References and further reading:

Alf, K, 1998. Preliminary study of an eggshell site in the Morrison Formation of Colorado: Modern Geology, Vol. 23, Part 2., pp 241-248.

Boggs, S., Jr., & Krinsley, D. H. 2006. Application of cathodoluminescence imaging to the study of sedimentary rocks. Cambridge University Press.

Carpenter, K., pers. comm.: Department of Earth Sciences, Denver Museum of Natural History, March 17, 1999, (telephone interview).

Götze, J., Plötze, M., & Habermann, D., 2001. Origin, spectral characteristics and practical applications of the cathodoluminescence (CL) of quartz — a review. Mineralogy and Petrology, 71(3-4), 225–250.

Götze, J. 2012. Application of cathodoluminescence microscopy and spectroscopy in geosciences.
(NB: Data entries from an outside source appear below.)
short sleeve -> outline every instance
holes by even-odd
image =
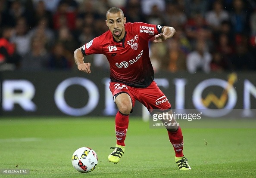
[[[92,39],[82,46],[81,51],[84,55],[101,54],[101,43],[99,37]]]
[[[163,27],[160,25],[138,23],[140,36],[145,39],[149,40],[155,35],[162,33]]]

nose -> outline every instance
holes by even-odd
[[[118,25],[117,25],[117,22],[116,21],[115,21],[114,23],[114,28],[118,28]]]

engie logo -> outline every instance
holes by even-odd
[[[136,58],[129,60],[128,61],[129,62],[126,62],[125,61],[124,61],[123,62],[122,62],[120,64],[116,63],[116,65],[118,68],[122,68],[123,67],[124,67],[124,68],[127,68],[128,67],[128,66],[129,66],[129,64],[130,65],[132,64],[134,64],[137,61],[138,61],[138,59],[139,59],[141,57],[141,56],[143,54],[143,50],[141,51],[140,52],[140,54],[139,54],[138,55],[137,55],[137,56]]]
[[[168,103],[169,103],[169,101],[168,101],[168,100],[167,99],[167,98],[166,98],[165,95],[164,95],[163,96],[160,97],[156,100],[155,101],[156,104],[156,105],[159,105],[162,103],[165,103],[166,101],[168,101]]]

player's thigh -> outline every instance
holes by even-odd
[[[121,113],[126,114],[130,113],[132,108],[132,104],[131,97],[127,93],[121,93],[117,95],[115,102]]]
[[[161,91],[155,82],[140,92],[140,102],[142,103],[150,111],[153,110],[165,111],[170,110],[171,104],[165,94]]]
[[[125,114],[131,111],[135,101],[131,91],[132,89],[122,83],[115,82],[110,82],[109,89],[119,110]]]

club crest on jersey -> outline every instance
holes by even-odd
[[[132,43],[131,45],[131,48],[132,48],[134,50],[137,50],[137,49],[138,49],[138,43]]]

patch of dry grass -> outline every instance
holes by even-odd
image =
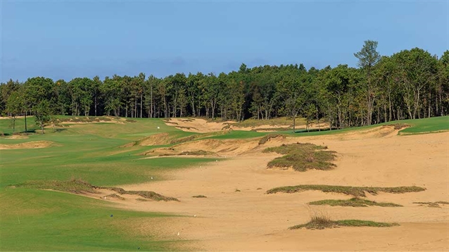
[[[346,187],[346,186],[331,186],[327,184],[301,184],[292,187],[282,187],[273,188],[267,191],[267,194],[276,194],[284,192],[293,194],[304,191],[322,191],[323,192],[334,192],[352,195],[356,197],[365,197],[365,191],[372,195],[377,195],[379,192],[383,191],[390,194],[404,194],[407,192],[417,192],[424,191],[426,189],[419,187]]]
[[[310,169],[331,170],[336,166],[331,163],[335,160],[336,152],[324,151],[327,149],[327,146],[312,144],[296,143],[267,148],[263,152],[276,152],[284,155],[268,163],[268,168],[291,167],[295,170],[305,172]]]
[[[393,203],[384,203],[368,201],[360,198],[353,198],[350,199],[345,200],[334,200],[334,199],[325,199],[323,201],[312,201],[309,202],[309,205],[328,205],[331,206],[353,206],[353,207],[367,207],[369,206],[377,206],[382,207],[398,207],[403,206],[401,205],[395,204]]]
[[[314,216],[310,221],[289,227],[289,229],[298,229],[305,228],[308,229],[324,229],[326,228],[334,228],[339,227],[389,227],[398,226],[398,223],[377,222],[371,220],[332,220],[329,218],[322,216]]]

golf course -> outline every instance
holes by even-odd
[[[0,120],[1,251],[449,249],[448,116],[27,119]]]

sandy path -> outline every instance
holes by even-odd
[[[267,170],[274,153],[250,153],[172,172],[172,180],[124,186],[178,198],[181,202],[126,201],[123,208],[192,216],[173,218],[155,227],[161,235],[194,239],[196,249],[213,251],[404,251],[449,249],[449,206],[429,208],[415,201],[449,201],[449,133],[396,136],[386,129],[287,139],[285,142],[324,144],[338,152],[331,171]],[[382,137],[379,137],[383,136]],[[398,187],[417,185],[426,191],[368,196],[403,208],[308,206],[310,201],[350,196],[304,191],[265,194],[267,189],[300,184]],[[261,189],[258,189],[261,188]],[[235,191],[236,189],[241,191]],[[191,198],[203,194],[207,199]],[[307,222],[312,213],[333,219],[397,222],[391,228],[345,227],[328,230],[288,230]],[[196,218],[193,217],[194,215]],[[166,220],[165,220],[166,221]],[[176,234],[179,232],[180,235]]]

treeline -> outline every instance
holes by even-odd
[[[377,46],[366,41],[354,53],[358,68],[242,64],[217,75],[11,80],[0,85],[0,111],[13,118],[33,115],[42,127],[51,115],[237,121],[286,115],[324,119],[337,128],[449,113],[449,51],[439,58],[419,48],[381,56]]]

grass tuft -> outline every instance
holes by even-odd
[[[101,197],[103,198],[103,197]],[[117,195],[115,194],[109,194],[109,195],[106,195],[104,196],[104,199],[108,199],[108,198],[113,198],[113,199],[118,199],[122,201],[125,201],[125,198],[122,197],[121,196]]]
[[[126,191],[120,187],[99,187],[107,189],[118,192],[120,194],[138,195],[145,199],[149,199],[156,201],[179,201],[176,198],[167,197],[152,191]]]
[[[339,227],[389,227],[398,226],[398,223],[377,222],[370,220],[332,220],[326,217],[312,217],[310,222],[289,227],[289,229],[305,228],[308,229],[324,229]]]
[[[268,134],[265,137],[262,137],[260,140],[259,140],[259,145],[264,144],[267,141],[270,141],[270,139],[272,138],[282,137],[283,139],[285,139],[285,135],[282,134]]]
[[[419,187],[346,187],[346,186],[331,186],[326,184],[301,184],[293,187],[282,187],[273,188],[267,191],[267,194],[276,194],[284,192],[293,194],[304,191],[322,191],[323,192],[334,192],[352,195],[356,197],[365,197],[365,191],[372,195],[377,195],[379,192],[383,191],[390,194],[405,194],[407,192],[417,192],[424,191],[426,189]]]
[[[427,205],[429,208],[441,208],[440,204],[449,205],[448,201],[436,201],[436,202],[413,202],[414,204],[420,204],[420,206]]]
[[[403,206],[401,205],[395,204],[393,203],[384,203],[384,202],[376,202],[367,201],[365,199],[362,199],[360,198],[353,198],[350,199],[346,200],[334,200],[334,199],[326,199],[324,201],[312,201],[309,202],[309,205],[328,205],[331,206],[353,206],[353,207],[367,207],[369,206],[377,206],[382,207],[399,207]]]
[[[292,167],[295,170],[305,172],[310,169],[331,170],[336,166],[331,163],[335,160],[336,152],[323,151],[327,149],[327,146],[312,144],[296,143],[267,148],[264,152],[276,152],[285,155],[268,163],[268,168]]]

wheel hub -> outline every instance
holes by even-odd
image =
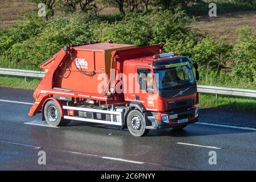
[[[58,113],[55,106],[51,106],[48,108],[47,116],[49,121],[52,122],[55,122],[58,117]]]
[[[131,119],[131,126],[134,130],[138,130],[141,127],[141,119],[138,116],[134,116]]]

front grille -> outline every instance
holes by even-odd
[[[194,98],[185,100],[174,101],[168,103],[168,110],[174,110],[177,108],[192,106],[194,104]]]

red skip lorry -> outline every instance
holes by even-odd
[[[28,115],[42,113],[55,126],[77,120],[127,127],[136,136],[182,129],[198,121],[197,64],[163,47],[65,46],[40,65],[46,75]]]

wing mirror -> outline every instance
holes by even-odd
[[[196,69],[196,70],[197,70],[197,69],[198,69],[198,65],[197,65],[197,63],[193,63],[193,67],[195,68],[195,69]]]

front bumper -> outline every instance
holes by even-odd
[[[190,119],[188,122],[177,123],[177,122],[171,122],[170,123],[165,123],[160,120],[156,120],[155,119],[155,116],[151,115],[151,114],[144,114],[144,117],[146,118],[146,128],[147,129],[156,130],[156,129],[163,129],[172,128],[177,126],[181,126],[184,125],[188,125],[197,122],[199,120],[199,117],[197,116],[196,118],[194,118],[193,119]]]

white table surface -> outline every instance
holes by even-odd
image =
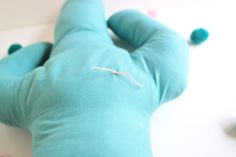
[[[156,110],[151,141],[155,157],[235,157],[236,139],[227,136],[222,122],[236,118],[236,21],[233,0],[181,4],[158,9],[157,19],[186,39],[197,27],[210,38],[191,47],[189,85],[175,101]],[[53,40],[53,25],[0,32],[0,56],[13,42],[27,45]],[[31,156],[30,133],[0,125],[0,154]]]

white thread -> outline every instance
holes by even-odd
[[[104,67],[98,67],[98,66],[93,66],[91,67],[91,70],[101,70],[101,71],[108,71],[108,72],[111,72],[113,73],[114,75],[122,75],[124,77],[126,77],[127,79],[129,79],[132,83],[134,83],[135,85],[143,88],[144,86],[139,83],[131,74],[128,74],[128,73],[125,73],[125,72],[118,72],[118,71],[115,71],[113,69],[110,69],[110,68],[104,68]]]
Microscopy and Microanalysis, 18(6), 1270–1284. 

Hirsch, K.F., 1994. Eggshells from the Western Interior of North America.  In Carpenter, K., K.F. Hirsch, and J.R. Horner, eds, 1994, Dinosaur Eggs and Babies:  New York:  Cambridge University Press, pp. 137 – 150.

Marshall, D. J., 1988. Cathodoluminescence of geological materials. Unwin Hyman.

Pagel, M., Barbin, V., Blanc, P., & Ohnenstatter, D. (Eds.). 2000. Cathodoluminescence in geosciences. Springer-Verlag.